The Godfather, le parrain de la soul, qui avait redonné du courage à toute la nation noire avec son "Say it loud, I'm black and I'm proud" (criez-le, je suis noir et j'en suis fier), a fini par casser sa pipe. Jamais aucun artiste de funk ne lui est jamais arrivé à la cheville, qu'il avait suffisamment enflée pour commettre toutes sortes de conneries comme, par exemple, des violences conjugales... Contrairement à un Miles Davis qui dans le récemment publié ''Les Musiciens de jazz et leurs trois vœux" de la Baronne Pannonica de Koenigswarter (Buchet Chastel) aurait souhaité être blanc et n'a hélas jamais réussi à plaire qu'à un public de bourgeois blancs, James Brown fut un héros du peuple afro-américain.
Commentaires
Ecrit par : Get Up
"If I ruled the World, everyday would be like the first day of spring" chantait James Brown dans Say it Libe and Loud. James Brown est sans doute l'artiste dont la création a été suffisamment entière pour atteindre quelque chose qu'il n'avait même pas imaginé. L'artiste de l'essence TOTALE. Celui qui a touché les êtres dans leur chair et dans leur quotidien, les éveillant.

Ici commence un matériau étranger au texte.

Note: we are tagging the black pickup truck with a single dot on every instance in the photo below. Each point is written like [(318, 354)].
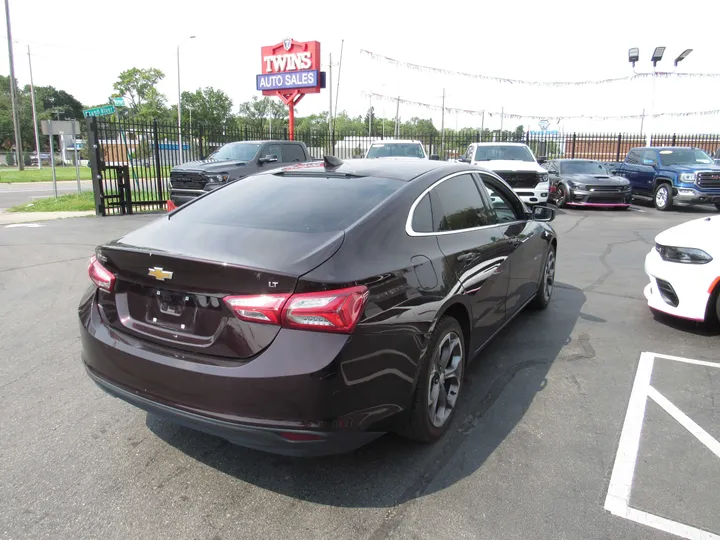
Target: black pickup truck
[(231, 162)]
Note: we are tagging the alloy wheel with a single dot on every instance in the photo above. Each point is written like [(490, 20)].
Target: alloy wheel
[(661, 197), (445, 377)]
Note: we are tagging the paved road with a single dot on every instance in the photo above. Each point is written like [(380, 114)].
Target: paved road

Ne jetons tout de même pas trop la pierre à Miles Davis qui, s'il n'a pas réellement touché le public qu'il voulait joindre (dans On The Corner par exemple) y est parvenu mieux que la plupart des musiciens de jazz qui de façon paradoxale, trouvaient souvent leur musique plus captive encore d'un public bourgeois blanc alors qu'ils faisaient un effort identitaire important (Ayler, Shepp, Roach ...). Il y a là un important sujet à reéflexion sur la nature même de l'acte artistique.
Quoi qu'il ait dit ou fait la musique de James Brown a dépassé tout cela. En cela plus encore que dans son immense influence (un des musiciens les plus influents du XXe siècle sans nul doute !), il est unique.
Ecrit par : Sarko et les trois Suisses
Il n'est tout de même pas ausi bon que Johnny Halliday.
Ecrit par : jjb
D'accord évidemment avec la partie Get Up du schizofan ! La provocation est moteur à la réflexion.